Issue No. 86

The Orbital Index

Issue No. 86 | Oct 14, 2020


🚀 🌍 🛰

The Patti Grace Smith Fellowship. This week, in uncharacteristically positive form for 2020, a new fellowship for Black students in aerospace was announced. The new program was spun out from, and modeled after, the well-loved and successful Brooke Owens Fellowship for women and gender-minority students in aerospace. (The Brooke Owens fellowship hasn’t been around all that long itself: 2020 produced just the fourth cohort of ‘Brookies’ to date.) The new fellowship’s namesake, Patti Grace Smith, had an exceptionally varied life that included youth involvement in integrating schools in Alabama in 1963, running the FAA’s Office of Commercial Space Transportation, and serving on NASA’s advisory board. Applications for the fellowship are open through November 15th!

This is going to be touch and go. OSIRIS-REx, which launched in 2016 and has been orbiting the asteroid Bennu in microgravity since 2018, is going to try its first Touch And Go (TAG) maneuver next week.

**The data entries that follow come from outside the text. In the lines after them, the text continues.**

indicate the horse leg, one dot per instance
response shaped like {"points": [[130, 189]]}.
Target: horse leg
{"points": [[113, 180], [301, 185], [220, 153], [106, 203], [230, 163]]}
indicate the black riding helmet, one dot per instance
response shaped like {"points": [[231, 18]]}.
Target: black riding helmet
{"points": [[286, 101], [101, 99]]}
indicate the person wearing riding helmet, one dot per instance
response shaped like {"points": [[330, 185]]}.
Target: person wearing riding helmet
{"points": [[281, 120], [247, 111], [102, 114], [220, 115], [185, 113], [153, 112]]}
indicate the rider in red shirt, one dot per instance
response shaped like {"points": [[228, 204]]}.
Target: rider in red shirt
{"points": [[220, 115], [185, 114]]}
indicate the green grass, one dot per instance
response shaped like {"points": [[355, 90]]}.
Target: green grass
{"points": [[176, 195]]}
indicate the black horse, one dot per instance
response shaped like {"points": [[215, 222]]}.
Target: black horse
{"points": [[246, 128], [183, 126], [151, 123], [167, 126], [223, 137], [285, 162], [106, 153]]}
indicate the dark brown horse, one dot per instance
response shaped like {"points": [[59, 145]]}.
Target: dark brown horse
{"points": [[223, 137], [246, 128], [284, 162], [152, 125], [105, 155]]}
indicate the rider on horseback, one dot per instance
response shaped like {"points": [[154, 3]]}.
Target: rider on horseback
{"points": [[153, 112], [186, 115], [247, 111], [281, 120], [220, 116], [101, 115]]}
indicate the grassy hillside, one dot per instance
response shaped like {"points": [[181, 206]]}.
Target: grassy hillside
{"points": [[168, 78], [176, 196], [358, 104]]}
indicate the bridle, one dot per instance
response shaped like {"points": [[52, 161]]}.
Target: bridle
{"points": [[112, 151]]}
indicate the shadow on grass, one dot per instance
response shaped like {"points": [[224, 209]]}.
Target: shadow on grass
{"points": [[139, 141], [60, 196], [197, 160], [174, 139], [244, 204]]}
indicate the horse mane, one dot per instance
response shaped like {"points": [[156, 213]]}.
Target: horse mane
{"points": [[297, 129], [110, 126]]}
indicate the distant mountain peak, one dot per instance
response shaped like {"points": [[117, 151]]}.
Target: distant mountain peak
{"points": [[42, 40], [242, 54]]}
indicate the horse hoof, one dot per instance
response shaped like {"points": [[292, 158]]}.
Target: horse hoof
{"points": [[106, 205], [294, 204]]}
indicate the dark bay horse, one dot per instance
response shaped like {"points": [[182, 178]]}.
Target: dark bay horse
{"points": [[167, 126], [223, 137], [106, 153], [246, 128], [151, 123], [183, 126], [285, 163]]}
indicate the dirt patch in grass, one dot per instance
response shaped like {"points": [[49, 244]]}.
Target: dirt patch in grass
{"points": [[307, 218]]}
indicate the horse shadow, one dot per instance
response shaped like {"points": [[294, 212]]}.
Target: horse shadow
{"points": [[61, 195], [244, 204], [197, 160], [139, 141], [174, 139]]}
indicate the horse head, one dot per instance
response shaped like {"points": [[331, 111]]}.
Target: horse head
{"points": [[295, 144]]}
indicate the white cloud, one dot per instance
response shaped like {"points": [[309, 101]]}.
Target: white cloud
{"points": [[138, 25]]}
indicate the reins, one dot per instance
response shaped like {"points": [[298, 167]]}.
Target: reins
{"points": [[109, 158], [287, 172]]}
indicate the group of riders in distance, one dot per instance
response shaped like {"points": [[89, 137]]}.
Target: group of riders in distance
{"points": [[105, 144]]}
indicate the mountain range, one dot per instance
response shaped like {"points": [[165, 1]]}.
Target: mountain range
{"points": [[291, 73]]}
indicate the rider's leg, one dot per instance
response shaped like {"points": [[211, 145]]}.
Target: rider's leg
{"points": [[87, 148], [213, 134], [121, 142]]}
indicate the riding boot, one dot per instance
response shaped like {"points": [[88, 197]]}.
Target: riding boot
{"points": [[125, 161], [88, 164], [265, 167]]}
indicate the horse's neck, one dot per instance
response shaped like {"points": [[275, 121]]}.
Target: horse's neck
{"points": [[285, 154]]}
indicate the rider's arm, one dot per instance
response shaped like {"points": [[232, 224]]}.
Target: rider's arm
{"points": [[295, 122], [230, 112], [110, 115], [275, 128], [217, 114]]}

This maneuver involves autonomously descending toward the asteroid with the craft’s sample arm extended, briefly making contact at a location dubbed as Nightingale, using nitrogen gas to blow regolith into a sample collection head, verifying collection of sample material by observing a very small change in the craft’s inertia, and returning to orbit (here’s a quick visualization 📺 ). The pristine sample should arrive at Earth in September 2023 and will likely contain organic compounds. Detection of carbonates, which may have formed in an “asteroid-scale hydrothermal system” inside Bennu’s parent body, has been a triumph of this mission. OSIRIS-REx has been charged with returning at least 60 g (and up to 2 kg) of sample material—the most returned since an Apollo mission. (Hayabusa2’s sample, due back this December, is 100 mg.) Bennu has a 1 in 2,700 chance of colliding with the Earth between 2175 and 2199, so we should probably keep an eye on it (and the other eye on Apophis, a 350 m NEO that will come within 6 Earth-radii in 9 years). Related: Space is a messy place and Bennu has little pieces that probably came from Vesta sitting on it.

Blue Origin Update. Blue Origin’s reusable suborbital New Shepard flew for the first time since December 2019, completing its 13th flight, and seventh reuse for this booster (launch replay 📺). The mission successfully carried several NASA experiments, including a “microgravity LilyPond”— a hydroponic chamber for growing edible aquatic plants in space— and a system for precise planetary landing that uses both terrain relative navigation (for high altitude use, soon to be used for landing by Mars 2020) and LiDAR (for final propulsive landing), with a planned application to upcoming lunar landing missions. Blue Origin is also working on its massive New Glenn vehicle, the Blue Moon lunar lander, and (apparently) space stations, as well as several engines: BE-4 for New Glenn and Vulcan, and BE-7 for Blue Moon. This launch brings them closer to crewed suborbital spaceflight, but with nothing more official than “after a few more launches,” it is unlikely this will happen in 2020 as hoped. We’re looking forward to Team Blue finishing any of these ambitious projects! (Related: the first ‘pathfinder’ BE-4 engine was delivered to ULA in July for advance testing on Vulcan, and flight-qualified engines are on-track for delivery by EOY. So, credit where credit’s due.)

Starlink 12. Last week, the twelfth batch of v1.0 Starlink satellites launched in what is now a routine manner: the reused booster landed on an autonomous drone ship and one fairing half, flying for its third time, was caught by the net ship Ms. Tree. Musk tweeted that Starlink will be ready for a public beta in southern Canada and the northern US once this batch reaches operational altitude (550 km), likely in January. Casey Handmer recently dug into Starlink packet routing. Ben found a great open source Starlink coverage visualizer back in July created by Greg Morenz and has now updated it to support more recent launch data. You can view a live version of the preview below at: http://orbitalindex.com/feature/starlink-coverage/

Current Starlink coverage is visualized as circles, where any user terminal in the circle with an uninterrupted view from 25° above the horizon upwards should have connectivity.

News in brief. SpaceX is now building satellites for other organizations: the US Defense Department’s Space Development Agency granted contracts to L3Harris and SpaceX for both companies to build four infrared missile detection and tracking satellites as the military moves away from massive geo satellites that take many years to build; Roscosmos announced designs (in Russian) for a proposed partially-reusable launch vehicle that looks a whole lot like a small Falcon 9; and, now in interplanetary space, Tianwen-1 released a small probe and took this self-portrait on its way to Mars.

Tianwen-1 in interplanetary space.

Etc.

John Kraus caught a SpaceX Falcon 9 launching in front of the rising Sun as it carried 60 Starlink satellites to orbit. (Meanwhile, Cygnus beautifully flew past the moon.)